For years, as scientific study after scientific study has indicted rising greenhouse gas emissions for threatening the earth’s climate system, the world watched the United States ignore policies to combat global warming. In 2006, as temperatures reached record levels, storms grew more intense, and glaciers and snowpack continued to shrink, California decided it had seen enough.

On September 27, Gov. Schwarzenegger bucked federal inaction on global warming, signing into law the nation’s first economy-wide cap on global warming pollution. At a signing ceremony in San Francisco that included British Prime Minister Tony Blair (via satellite), the governor said, “California [now] leads the way in one of the most important issues that are facing our time, which is the fight against global warming and protecting our environment.”

Specifically, the Global Warming Solutions Act (AB 32), authored by Asm. Fran Pavley (Agoura Hills) and Assembly Speaker Fabian Nuñez (Los Angeles), commits the state to reducing greenhouse gas emissions to 1990 levels by 2020, which will result in roughly a 25 percent annual cut in pollution by 2020.

As the bill passed into law, Environment California Global Warming Advocate Jason Barbose commented, “It’s safe to say that we are entering a new era in tackling global warming. We know we need serious action on global warming and this law can make that happen in California.”


Curbing global warming will safeguard our environment, from preserving the coast, to protecting our drinking water and food supply, to conserving critical habitat for endangered species.

To achieve the 2020 goal, the law empowers the California Air Resources Board to:

• Require the largest polluters to report their greenhouse gas emissions;

• Assign reduction goals to specific industries;

• Develop a mix of measures to meet the cap including regulations and pollution trading; and

• Make sure the required reductions are actually met.

A big effort
In addition to the steadfast dedication of AB 32’s authors—Pavley and Nuñez—and the governor’s leadership in signing the bill into law, it took a highly coordinated effort from environmental and public health groups to ultimately make 2006 a year of landmark action on global warming.

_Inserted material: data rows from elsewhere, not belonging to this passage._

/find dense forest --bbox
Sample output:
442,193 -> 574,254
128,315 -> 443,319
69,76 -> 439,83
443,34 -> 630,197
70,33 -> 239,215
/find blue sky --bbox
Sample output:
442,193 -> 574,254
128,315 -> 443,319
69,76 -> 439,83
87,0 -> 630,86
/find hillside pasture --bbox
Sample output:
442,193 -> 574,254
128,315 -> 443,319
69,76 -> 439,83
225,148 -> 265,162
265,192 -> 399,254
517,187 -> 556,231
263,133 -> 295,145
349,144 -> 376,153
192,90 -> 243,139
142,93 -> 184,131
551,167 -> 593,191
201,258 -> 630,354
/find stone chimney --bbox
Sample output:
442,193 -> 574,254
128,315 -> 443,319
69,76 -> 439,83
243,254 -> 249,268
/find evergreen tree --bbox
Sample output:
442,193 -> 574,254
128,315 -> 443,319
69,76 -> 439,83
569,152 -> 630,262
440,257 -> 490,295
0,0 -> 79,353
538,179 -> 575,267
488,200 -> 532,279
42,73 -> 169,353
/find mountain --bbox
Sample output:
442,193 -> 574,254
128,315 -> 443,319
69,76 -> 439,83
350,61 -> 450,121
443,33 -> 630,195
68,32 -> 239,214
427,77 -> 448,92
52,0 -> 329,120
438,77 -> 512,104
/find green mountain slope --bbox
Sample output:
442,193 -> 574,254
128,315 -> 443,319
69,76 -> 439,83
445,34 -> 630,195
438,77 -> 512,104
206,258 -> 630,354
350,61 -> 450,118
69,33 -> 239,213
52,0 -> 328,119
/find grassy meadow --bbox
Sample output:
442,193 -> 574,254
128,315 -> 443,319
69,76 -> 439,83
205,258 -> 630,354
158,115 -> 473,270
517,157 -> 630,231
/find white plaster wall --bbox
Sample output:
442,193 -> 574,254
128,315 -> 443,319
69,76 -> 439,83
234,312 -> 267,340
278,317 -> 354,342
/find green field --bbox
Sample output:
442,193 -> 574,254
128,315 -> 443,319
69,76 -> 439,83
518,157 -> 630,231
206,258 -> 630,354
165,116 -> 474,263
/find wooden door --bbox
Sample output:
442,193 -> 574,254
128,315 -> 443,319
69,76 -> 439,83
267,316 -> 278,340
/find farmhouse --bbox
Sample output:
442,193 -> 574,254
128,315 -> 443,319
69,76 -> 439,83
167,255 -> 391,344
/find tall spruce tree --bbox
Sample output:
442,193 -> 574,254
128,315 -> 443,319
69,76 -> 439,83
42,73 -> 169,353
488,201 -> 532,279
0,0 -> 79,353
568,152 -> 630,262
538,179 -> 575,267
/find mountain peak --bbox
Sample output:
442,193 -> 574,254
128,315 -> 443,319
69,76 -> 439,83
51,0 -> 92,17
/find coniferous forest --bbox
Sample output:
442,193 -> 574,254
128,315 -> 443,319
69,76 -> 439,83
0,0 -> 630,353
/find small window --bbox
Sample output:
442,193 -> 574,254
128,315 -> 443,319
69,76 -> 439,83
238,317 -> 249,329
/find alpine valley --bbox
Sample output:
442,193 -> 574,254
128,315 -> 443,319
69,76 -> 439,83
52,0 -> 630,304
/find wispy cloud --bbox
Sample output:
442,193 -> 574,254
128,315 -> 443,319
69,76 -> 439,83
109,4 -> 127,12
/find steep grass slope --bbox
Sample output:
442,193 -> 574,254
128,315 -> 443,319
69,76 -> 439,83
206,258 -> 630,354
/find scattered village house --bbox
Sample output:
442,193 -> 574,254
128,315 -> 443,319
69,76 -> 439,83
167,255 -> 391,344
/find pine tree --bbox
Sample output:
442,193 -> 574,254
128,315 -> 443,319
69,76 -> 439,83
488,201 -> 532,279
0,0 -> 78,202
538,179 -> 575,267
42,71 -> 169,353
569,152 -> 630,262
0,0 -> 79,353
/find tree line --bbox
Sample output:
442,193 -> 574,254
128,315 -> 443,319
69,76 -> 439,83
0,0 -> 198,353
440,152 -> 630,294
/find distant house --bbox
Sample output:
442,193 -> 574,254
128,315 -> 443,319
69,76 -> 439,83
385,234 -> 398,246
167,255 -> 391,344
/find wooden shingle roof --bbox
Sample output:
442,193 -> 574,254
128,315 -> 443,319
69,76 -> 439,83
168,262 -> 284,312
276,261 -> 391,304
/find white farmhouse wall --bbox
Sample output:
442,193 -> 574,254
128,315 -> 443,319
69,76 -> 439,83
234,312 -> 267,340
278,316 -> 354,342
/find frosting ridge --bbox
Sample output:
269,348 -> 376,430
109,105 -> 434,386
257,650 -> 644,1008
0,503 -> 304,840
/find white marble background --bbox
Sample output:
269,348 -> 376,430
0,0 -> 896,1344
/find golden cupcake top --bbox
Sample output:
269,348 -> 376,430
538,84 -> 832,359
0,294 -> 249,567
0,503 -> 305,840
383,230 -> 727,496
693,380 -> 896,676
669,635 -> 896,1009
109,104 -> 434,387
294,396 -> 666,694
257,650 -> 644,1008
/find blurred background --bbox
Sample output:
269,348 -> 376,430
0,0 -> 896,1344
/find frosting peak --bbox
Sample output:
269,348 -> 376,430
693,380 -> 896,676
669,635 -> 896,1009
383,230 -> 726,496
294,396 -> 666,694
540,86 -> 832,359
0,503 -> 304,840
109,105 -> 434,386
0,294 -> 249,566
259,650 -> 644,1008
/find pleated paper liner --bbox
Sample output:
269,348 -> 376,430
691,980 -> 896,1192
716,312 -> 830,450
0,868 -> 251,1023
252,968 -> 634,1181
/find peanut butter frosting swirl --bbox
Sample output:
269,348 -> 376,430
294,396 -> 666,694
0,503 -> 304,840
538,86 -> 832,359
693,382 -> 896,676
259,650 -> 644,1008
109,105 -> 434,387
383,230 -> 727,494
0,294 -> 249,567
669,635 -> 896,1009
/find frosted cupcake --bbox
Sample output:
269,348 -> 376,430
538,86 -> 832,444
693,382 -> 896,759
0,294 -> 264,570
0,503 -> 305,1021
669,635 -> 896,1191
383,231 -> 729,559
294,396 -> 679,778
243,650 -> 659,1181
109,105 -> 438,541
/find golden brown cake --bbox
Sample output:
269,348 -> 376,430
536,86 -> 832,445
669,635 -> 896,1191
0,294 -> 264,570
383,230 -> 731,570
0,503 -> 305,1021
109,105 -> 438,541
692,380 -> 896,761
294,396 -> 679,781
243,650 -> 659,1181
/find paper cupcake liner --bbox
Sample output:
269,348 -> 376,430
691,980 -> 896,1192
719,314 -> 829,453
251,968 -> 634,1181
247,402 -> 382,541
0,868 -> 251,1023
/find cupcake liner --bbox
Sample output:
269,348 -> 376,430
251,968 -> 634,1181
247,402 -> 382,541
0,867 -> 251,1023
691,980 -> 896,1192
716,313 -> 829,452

Environment California played a lead role in the coalition of organizations that built support for the law across the state. Through the summer of 2006, Environment California staff advocated a strong cap on global warming pollution in meetings with lawmakers and state leaders, wrote and released four reports on global warming, sparked nearly 50 news stories, and placed ads in key newspapers across the state that reached an audience of half a million. In addition, Environment California’s citizen outreach staff had personal conversations about global warming with over 220,000 Californians. Through those interactions, 30,000 individuals signed postcards urging Gov. Schwarzenegger to make California a world leader on global warming, and an additional 18,000 sent e-mails to the governor and state lawmakers.

Next steps
With California grabbing international headlines for putting the United States on the global warming map, focus now turns to two goals. First, state leaders—with input from environmental groups—will need to make sure that the state’s unprecedented effort to reduce global warming pollution is a success. Environment California will be working in 2007 to see that Gov. Schwarzenegger fulfills the promise of AB 32 by putting in place as many common-sense solutions as possible to reduce global warming pollution right away.

The second focus is on exporting California’s landmark law to the entire country. California’s U.S. Rep. Henry Waxman (Los Angeles) has sponsored a bill in Congress that would expand California’s limits on global warming pollution to the rest of the country. Environment California worked with Rep. Waxman to build support for the bill among 29 of California’s members of Congress in 2006, and will continue that effort in 2007.

“No doubt about it, 2006 was a landmark year,” said Barbose. “But really it’s just the beginning.”